Out With the Old and In With the New...

"And he spake also a parable unto them; No man putteth a piece of a new garment upon an old; if otherwise, then both the new maketh a rent, and the piece that was taken out of the new agreeth not with the old. And no man putteth new wine into old bottles; else the new wine will burst the bottles, and be spilled, and the bottles shall perish. But new wine must be put into new bottles; and both are preserved. No man also having drunk old wine straightway desireth new: for he saith, The old is better." (Luke 5:36-39)

It was in church this morning when we discussed the above passage which focused on the theme, "Out with the old and in with the new." How can we expect to move forward toward the future if we keep looking back and holding on to what's in the past? How can we expect positive change when we continue to hold on to all of the negative things in our lives? I found this morning's message to be particularly inspiring because it only confirmed the promise I had made to myself as I brought in the new year-- to leave everything in 2009 back in 2009. This is a new year...a new decade...and I am embracing a no baggage policy. The past is the past.

I can't tell you how many times I've come across people who claim that "2010 will be the year that I get rid of all the negative people, drama, and situations in my life". I can even admit that I've made that claim for myself in the past. There's nothing wrong with making that promise to yourself...after all, we must learn to speak things into existence. However, I find it funny that the same people who make these claims are the same ones I see making these claims every other week. There's always some kind of problem or something going wrong...always someone in their life that they need to cut out...always someone doing them wrong or treating them a certain unfavorable way. It gets to the point where it's like...is it really "other people" that are causing all the drama and pain in your life? At some point you need to take a look in the mirror and ask yourself, is it you? Why is it that you continue to attract all these negative people in your life...people that use you, cheat on you, and do you dirty? Why is it that people don't take you seriously about what you say or do? What we all need to realize is that we can't always place the blame on someone else for our problems-- sometimes WE are the problem, and it is up to US to change what it is that we don't like. As my pastor questioned, how can we expect positive things to happen in our lives if we don't change ourselves and our negative ways? Why is it that we expect everyone and everything around us to change, but don't feel as though we ourselves should change? And most importantly, how can we ask one to pray for us if we don't even pray for ourselves?

In 2010 I do plan on ridding myself of negative people and situations that are hindering me from where I am trying to go...that are only trying to one up and pull from me as opposed to growing with me...but I also know that for me to expect my future to change, I must change some things about me as well. I must change my attitude, change my actions, and change what I will/will not accept in my life. I know that I must learn from my prior situations and not allow myself to make the same mistakes that got me into those situations in the first place. We've heard it said before in several different ways: Attitude = Actions.
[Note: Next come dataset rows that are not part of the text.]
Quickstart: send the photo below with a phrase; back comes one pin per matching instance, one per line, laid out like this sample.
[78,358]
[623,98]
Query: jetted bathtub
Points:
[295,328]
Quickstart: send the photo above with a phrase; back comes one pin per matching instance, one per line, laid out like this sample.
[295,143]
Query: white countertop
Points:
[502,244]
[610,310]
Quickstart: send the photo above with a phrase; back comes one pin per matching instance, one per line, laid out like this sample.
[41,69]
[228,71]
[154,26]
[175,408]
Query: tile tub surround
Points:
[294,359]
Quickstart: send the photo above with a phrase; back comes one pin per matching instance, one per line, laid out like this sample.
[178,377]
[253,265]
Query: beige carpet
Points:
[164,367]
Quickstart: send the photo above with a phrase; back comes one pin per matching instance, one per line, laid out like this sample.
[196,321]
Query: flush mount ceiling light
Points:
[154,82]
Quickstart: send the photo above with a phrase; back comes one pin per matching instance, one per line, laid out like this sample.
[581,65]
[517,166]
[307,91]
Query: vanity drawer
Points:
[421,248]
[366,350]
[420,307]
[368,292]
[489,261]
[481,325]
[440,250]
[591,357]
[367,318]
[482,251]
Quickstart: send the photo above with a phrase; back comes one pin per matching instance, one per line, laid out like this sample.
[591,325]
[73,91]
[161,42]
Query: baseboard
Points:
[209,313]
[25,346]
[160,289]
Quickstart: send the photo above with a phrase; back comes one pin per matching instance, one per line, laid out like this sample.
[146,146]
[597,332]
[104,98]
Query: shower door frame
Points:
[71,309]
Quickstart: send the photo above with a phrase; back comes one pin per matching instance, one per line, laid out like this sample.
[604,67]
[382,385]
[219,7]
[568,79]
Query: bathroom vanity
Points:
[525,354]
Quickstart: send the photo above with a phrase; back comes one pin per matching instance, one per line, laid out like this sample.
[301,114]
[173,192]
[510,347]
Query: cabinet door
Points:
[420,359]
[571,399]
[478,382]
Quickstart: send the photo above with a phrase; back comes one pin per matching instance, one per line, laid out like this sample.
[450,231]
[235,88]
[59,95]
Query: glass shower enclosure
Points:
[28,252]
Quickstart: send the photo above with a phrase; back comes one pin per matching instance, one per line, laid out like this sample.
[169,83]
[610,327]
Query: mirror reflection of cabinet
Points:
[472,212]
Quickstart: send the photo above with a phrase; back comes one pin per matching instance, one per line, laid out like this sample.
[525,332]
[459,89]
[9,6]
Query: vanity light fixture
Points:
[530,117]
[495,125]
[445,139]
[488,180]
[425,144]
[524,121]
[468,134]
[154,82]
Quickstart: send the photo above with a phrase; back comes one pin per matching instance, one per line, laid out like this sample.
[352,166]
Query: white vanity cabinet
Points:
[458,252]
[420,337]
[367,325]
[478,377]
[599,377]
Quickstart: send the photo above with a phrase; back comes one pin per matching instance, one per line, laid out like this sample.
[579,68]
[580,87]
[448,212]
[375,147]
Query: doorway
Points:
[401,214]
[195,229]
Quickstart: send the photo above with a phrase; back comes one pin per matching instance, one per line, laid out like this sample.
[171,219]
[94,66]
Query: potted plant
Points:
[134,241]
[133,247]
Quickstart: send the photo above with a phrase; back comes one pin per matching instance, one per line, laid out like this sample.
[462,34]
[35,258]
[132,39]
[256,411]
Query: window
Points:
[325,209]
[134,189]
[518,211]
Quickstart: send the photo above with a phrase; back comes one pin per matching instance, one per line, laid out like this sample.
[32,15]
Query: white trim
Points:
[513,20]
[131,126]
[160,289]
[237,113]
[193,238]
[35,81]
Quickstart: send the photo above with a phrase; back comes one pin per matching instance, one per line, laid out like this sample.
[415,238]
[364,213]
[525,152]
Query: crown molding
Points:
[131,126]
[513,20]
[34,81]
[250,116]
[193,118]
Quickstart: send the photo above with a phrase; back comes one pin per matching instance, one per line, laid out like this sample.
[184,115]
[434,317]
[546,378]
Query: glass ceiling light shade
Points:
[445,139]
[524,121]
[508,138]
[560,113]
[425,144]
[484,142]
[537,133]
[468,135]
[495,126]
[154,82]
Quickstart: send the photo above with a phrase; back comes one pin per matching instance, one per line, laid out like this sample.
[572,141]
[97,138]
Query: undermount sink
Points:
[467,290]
Instead of constanly asking, "Why me?" we need to realize that the energies we put out will be the same energies we receive:

If you walk around scantily dressed, best believe the people you attract are only going to be interested in getting physical with you.
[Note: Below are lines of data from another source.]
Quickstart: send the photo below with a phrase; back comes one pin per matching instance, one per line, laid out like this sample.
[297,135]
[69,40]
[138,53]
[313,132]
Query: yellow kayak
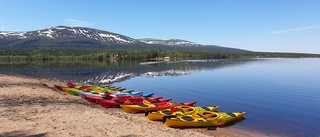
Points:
[178,110]
[204,119]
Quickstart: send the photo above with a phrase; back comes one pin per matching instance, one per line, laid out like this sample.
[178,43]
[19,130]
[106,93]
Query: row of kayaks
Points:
[156,108]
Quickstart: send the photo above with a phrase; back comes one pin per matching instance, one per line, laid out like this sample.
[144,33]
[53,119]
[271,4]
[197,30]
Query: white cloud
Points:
[2,28]
[295,29]
[78,23]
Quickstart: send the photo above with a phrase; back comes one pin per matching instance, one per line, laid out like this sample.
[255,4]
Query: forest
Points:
[138,54]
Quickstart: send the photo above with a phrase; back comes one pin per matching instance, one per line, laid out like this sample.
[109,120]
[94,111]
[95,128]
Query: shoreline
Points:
[33,107]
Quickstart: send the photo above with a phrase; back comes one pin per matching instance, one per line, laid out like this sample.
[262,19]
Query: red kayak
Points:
[130,101]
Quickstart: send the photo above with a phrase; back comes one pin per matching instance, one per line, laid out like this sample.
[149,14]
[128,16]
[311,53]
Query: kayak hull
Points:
[179,110]
[204,119]
[152,107]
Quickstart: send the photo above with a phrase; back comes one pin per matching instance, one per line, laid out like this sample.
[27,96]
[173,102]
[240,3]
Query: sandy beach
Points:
[33,107]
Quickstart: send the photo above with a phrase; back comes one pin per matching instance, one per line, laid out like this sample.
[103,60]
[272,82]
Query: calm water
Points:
[281,96]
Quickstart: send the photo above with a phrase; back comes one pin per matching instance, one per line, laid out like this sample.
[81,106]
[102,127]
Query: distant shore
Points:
[33,107]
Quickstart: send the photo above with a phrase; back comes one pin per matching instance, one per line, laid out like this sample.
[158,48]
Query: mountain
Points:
[63,37]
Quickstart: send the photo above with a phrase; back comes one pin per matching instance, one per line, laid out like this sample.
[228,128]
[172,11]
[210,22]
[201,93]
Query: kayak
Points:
[178,111]
[204,119]
[130,101]
[98,98]
[147,106]
[60,86]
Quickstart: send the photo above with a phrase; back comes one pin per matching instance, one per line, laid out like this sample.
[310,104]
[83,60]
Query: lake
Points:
[281,96]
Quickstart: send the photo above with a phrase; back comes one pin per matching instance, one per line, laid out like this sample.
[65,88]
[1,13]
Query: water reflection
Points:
[108,72]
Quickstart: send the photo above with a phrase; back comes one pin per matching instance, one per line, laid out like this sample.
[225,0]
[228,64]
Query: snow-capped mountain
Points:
[69,32]
[63,37]
[170,42]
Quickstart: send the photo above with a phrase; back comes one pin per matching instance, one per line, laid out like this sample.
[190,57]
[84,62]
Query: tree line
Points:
[132,54]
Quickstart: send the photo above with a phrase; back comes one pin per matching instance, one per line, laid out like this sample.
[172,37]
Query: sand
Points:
[33,107]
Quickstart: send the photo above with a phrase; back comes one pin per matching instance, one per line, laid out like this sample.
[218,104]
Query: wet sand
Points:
[33,107]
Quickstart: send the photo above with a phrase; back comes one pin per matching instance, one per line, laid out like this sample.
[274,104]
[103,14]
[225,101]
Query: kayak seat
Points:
[206,108]
[231,114]
[143,105]
[181,110]
[187,118]
[118,101]
[167,112]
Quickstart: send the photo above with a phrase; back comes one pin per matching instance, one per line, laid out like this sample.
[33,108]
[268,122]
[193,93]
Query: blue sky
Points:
[256,25]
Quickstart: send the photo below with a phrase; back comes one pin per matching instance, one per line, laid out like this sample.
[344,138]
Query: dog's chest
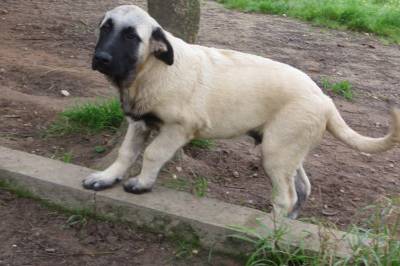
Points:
[138,108]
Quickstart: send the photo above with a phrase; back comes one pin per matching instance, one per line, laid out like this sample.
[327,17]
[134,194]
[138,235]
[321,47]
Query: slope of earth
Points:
[34,235]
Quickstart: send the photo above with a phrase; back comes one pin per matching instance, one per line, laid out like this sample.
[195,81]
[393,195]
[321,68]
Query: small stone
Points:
[366,154]
[65,93]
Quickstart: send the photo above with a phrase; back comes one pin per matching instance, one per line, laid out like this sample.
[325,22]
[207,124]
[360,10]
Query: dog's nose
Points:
[103,58]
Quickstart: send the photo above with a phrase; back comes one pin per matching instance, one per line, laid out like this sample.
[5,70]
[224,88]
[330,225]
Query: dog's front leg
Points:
[163,147]
[129,151]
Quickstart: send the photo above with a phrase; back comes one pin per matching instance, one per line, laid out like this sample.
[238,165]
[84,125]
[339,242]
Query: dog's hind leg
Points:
[129,151]
[286,142]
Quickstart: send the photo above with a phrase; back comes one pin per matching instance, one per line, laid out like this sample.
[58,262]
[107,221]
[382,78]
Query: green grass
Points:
[200,186]
[342,88]
[381,17]
[206,144]
[88,118]
[67,157]
[383,249]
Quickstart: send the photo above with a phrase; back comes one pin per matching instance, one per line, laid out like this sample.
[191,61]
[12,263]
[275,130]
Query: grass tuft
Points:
[381,17]
[206,144]
[88,118]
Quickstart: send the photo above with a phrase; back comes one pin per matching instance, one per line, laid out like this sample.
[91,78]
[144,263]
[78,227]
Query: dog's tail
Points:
[338,128]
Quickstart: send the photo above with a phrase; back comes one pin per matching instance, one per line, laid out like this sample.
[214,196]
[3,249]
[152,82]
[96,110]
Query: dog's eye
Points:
[131,35]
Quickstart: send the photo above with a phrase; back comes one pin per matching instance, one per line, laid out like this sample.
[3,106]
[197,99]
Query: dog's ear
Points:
[97,30]
[161,47]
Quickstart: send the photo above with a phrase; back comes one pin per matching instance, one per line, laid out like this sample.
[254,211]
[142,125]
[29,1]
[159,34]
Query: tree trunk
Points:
[180,17]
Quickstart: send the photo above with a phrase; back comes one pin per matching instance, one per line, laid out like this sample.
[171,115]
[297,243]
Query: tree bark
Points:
[180,17]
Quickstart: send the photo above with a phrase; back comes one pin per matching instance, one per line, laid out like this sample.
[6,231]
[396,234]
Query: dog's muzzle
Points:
[102,62]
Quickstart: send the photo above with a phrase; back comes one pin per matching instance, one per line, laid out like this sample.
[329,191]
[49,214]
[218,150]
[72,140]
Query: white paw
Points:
[99,181]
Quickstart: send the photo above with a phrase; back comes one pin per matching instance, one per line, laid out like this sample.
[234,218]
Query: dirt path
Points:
[45,46]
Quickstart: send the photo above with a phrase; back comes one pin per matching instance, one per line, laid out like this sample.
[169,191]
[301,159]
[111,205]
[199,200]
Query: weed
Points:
[381,17]
[88,118]
[67,157]
[186,249]
[74,220]
[181,184]
[200,186]
[206,144]
[378,245]
[342,88]
[268,247]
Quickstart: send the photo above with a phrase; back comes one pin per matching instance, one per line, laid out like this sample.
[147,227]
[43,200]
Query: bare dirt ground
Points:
[45,46]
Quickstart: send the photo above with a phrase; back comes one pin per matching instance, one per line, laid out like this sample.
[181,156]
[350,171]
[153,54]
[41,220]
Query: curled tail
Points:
[338,128]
If you go around flaunting your money and all the material things that you have, best believe you will attract people who are only around you to benefit from your money and those material things.

If you have no problems messing around with men/women who are married or in relationships, then best believe the next man/woman in your life who you care about will cheat on you.

If you walk around with a negative attitude toward work or working in general, best believe it won't be long before you lose your job...and until you change that attitude, you're going to have one heck of a time trying to find a good new job.

If you continue to abuse drugs and alcohol, best believe your health, bank account, and overall status will deteriorate.

If you have no problems disrespecting others-- your family, friends, superiors, etc.-- then best believe others will grow to disrespect you.

If you walk around constantly angry and bitter about the way things are going in your life, then best believe you will continue to run into people and situations who are going to continue making you angry and bitter. Why? Because you expecting a positive change without putting in the positive attitude that is necessary to receive that change.

The list goes on, but the lesson to be learned is, if there is something unfavorable present in your life, LET IT GO. It is the only way that you can successfully bring in new and positive things into your life. Two negative things simply cannot occupy the same space with creating adverse effects. If you are not willing to change the negative attributes that you possess, how can you expect to receive positive outcomes? You reap what you sow, so if you don't like something, change it. Someone once told me that the definition of insanity is doing the same thing over and over again and expecting different results. The solution to that problem? Change. We are not trees who are forced to stand in one place for the rest of our lives. "Out with the old and in with the new"-- let's embrace positive change for the new decade. The rest...leave it behind!